Plasma Physics (Physics/ECE/NE 922) Seminars |
Events on Monday, April 9th, 2018
- Mechanisms for onset of the whistler chorus in Earth’s magnetosphere
- Time: 12:05 pm
- Place: 2241 Chamberlin Hall
- Speaker: Dr. Ge Wang, UW-Madison Engineering Physics
- Abstract: We have extended the formalism that describes chirping phenomena in a fusion plasma to model chirping of whistler waves in the magnetosphere, and developed a code that uses realistic physical scales and high phase space resolution near the particle resonance regions to study the onset of a whistler chorus. Pressure anisotropy in the magnetosphere excites convective whistler instability with the most unstable mode at a frequency and then the excited wave packet moves away from the equator at the group velocity. The wave amplitude is spatially linearly amplified, until the nonlinearity of particles near the resonance region sets in.
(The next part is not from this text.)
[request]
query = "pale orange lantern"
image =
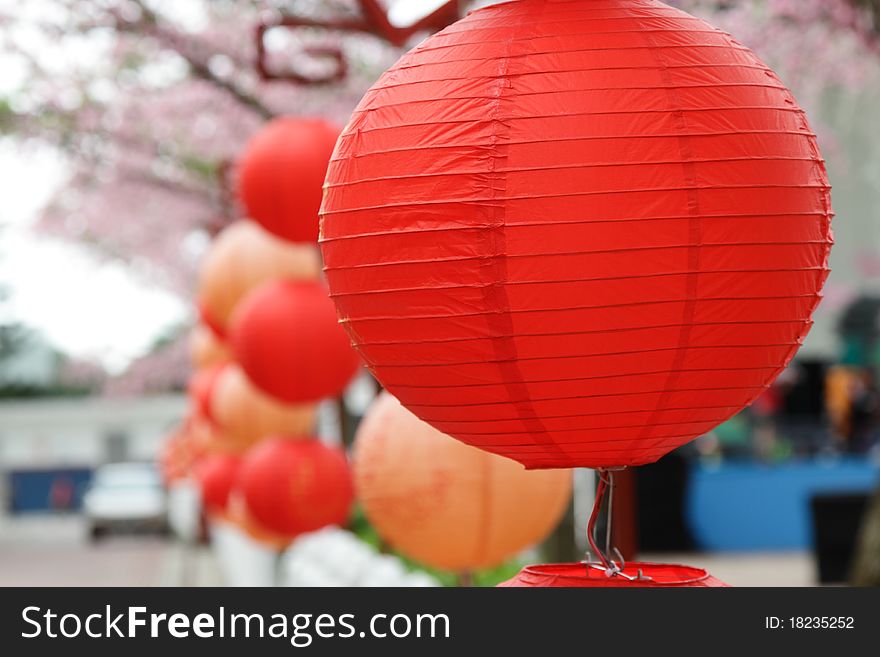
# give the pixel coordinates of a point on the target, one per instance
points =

This nonlinearity arises from trapping of the resonance particles, so that the trapped distribution will transport with a resonant velocity toward the equator (opposite to the propagation direction of the wave packet) in accord with the local resonance condition, while the ambient non-trapped distribution is constrained to oscillate about the equilibrium particle orbit with the energy and magnetic moment conserved. This causes a hole to form in the trapped region, with a hole depth, which steadily increases as the hole moves toward the equator with the field frequency still oscillating at the initial frequency, while transferring particle free energy to the waves. Thus a chain of holes move into an environment where the field amplitudes are spatially decreasing until the wave amplitude matches a nonlinear BGK condition, which allows the BGK mode to form at a shifted frequency, that initiates a chirping signal as the the holes move in phase space. The chirping holes then serve as antennas that radiate new whistler frequencies amplified as the group velocities transmit the new frequencies toward a magnetic pole. The simulation is consistent with our conjecture that these mechanisms are what enable the emergence of the observed rising tone whistler chorus in the magnetosphere.